Libérés malgré leurs aveux
Les mis en cause sont conduits au commissariat le jour même. Dès le début de leur garde à vue, ils admettent avoir tué et dépecé les animaux la veille, sur la plage de Papani en Petite-Terre, avant de cacher leur chair encore fraîche dans un champ à proximité, en attendant, devine-t-on, de pouvoir livrer le commanditaire. Face aux enquêteurs, l’un des deux suspects reconnaîtra même qu’il s’agit de son troisième acte de braconnage depuis le début du confinement. À la vue de ces aveux, la culpabilité des hommes semble clairement établie. Pourtant, le lendemain, ils sortiront de leur comparution immédiate libres, relaxés pour vice de procédure, puisqu’ils n’avaient pas eu le droit d’être assisté par un avocat lors de leur garde à vue. Si cette disposition est en effet prévue par la loi, l’état d’urgence sanitaire avait permis, dès le début du confinement, d’y déroger.
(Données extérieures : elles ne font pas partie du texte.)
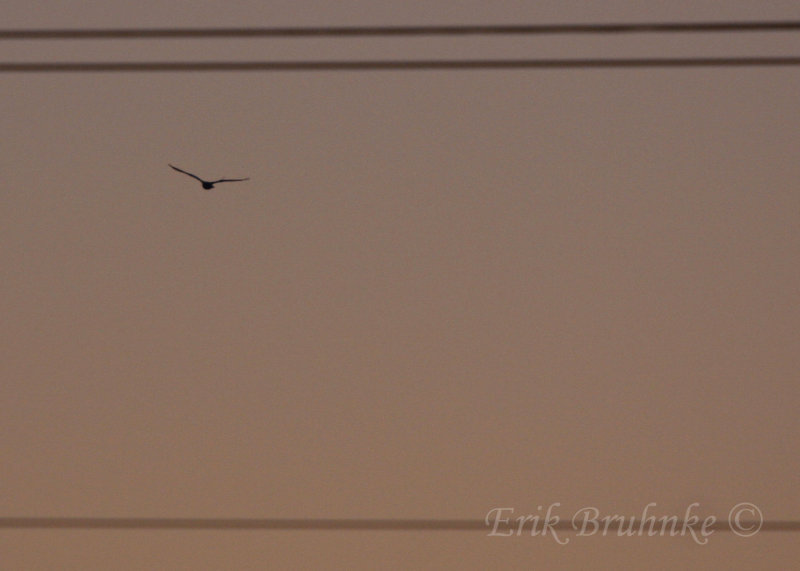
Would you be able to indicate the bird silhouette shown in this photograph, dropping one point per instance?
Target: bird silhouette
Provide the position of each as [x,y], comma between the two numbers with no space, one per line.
[208,184]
« Les débats ont été, en première instance, un petit peu rapides », a ainsi estimé jeudi l’avocate générale, Maître Lacroix. « Si les prévenus sont absents aujourd’hui, c’est peut-être qu’ils ont peur. C’est un honneur pour Mayotte d’avoir autant d’espèces protégées, et c’est un devoir pour chacun des les respecter », a-t-elle plaidé avant de requérir un an de prison ferme contre chacun des accusés. C’est finalement le double qui sera prononcé. Pourtant, « d’aussi lourdes condamnations dans le cadre d’une affaire de braconnage étaient jusqu’alors très rares », se souvient le chef départemental de l’office français de la biodiversité. En effet, jusqu’en janvier dernier, les braconniers reconnus coupables ne pouvaient s’exposer à une condamnation plus lourde. Or, dans les tribunaux français, les peines maximales sont rarement appliquées. Mais, depuis maintenant six mois, cette durée a été revue à la hausse pour finalement être fixée à trois ans. De quoi réprimer un peu plus les auteurs de chasse illégale. « Le verdict est enfin à la hauteur des enjeux », sourit Michel Charpentier, président des Naturalistes.
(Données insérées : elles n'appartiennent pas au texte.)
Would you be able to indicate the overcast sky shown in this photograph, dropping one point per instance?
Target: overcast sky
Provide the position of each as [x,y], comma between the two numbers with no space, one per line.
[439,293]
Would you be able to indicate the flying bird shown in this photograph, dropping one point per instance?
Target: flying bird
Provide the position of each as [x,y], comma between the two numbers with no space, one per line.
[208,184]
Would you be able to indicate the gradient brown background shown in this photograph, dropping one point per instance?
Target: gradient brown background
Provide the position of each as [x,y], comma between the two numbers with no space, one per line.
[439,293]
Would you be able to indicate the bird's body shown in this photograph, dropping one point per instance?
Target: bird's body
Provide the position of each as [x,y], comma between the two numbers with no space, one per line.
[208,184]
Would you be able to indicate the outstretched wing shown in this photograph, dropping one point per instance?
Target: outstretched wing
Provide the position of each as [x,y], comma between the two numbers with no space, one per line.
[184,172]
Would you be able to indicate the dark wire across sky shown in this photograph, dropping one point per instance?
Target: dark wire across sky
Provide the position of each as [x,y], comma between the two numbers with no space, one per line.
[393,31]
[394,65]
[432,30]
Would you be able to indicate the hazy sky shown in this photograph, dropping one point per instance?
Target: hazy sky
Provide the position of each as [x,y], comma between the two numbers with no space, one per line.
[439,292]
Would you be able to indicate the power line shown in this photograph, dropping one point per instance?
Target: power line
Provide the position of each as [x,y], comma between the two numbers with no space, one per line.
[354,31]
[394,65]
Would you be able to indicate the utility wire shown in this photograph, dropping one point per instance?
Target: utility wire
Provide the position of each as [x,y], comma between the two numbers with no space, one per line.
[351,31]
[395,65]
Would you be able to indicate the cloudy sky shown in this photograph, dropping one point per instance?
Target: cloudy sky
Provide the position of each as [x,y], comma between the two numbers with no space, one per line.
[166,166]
À Mayotte, le réseau d’échouage des mammifères marins et tortues estime qu’au moins un braconnage a lieu chaque nuit, moment privilégié pour la ponte. Un phénomène qui impacte inévitablement la biodiversité de toute la région, les tortues nées à Mayotte nageant dans les eaux africaines et malgaches, avant de revenir pondre sur la plage où elles ont elles-mêmes vu le jour. « Cette nuit-là, ils (les braconniers, ndlr) ont guetté les tortues venues pondre, venues participer à la régénération de l’espèce. Et celles-ci se sont retrouvées face à des hommes venus les exterminer. Ils ont dépecé les animaux alors qu’ils étaient encore vivants, et c’est parfaitement assumé ! », a défendu jeudi l’avocate de Sea Shepherd, Maître Mattoir. Désormais, c’est aussi parfaitement condamné.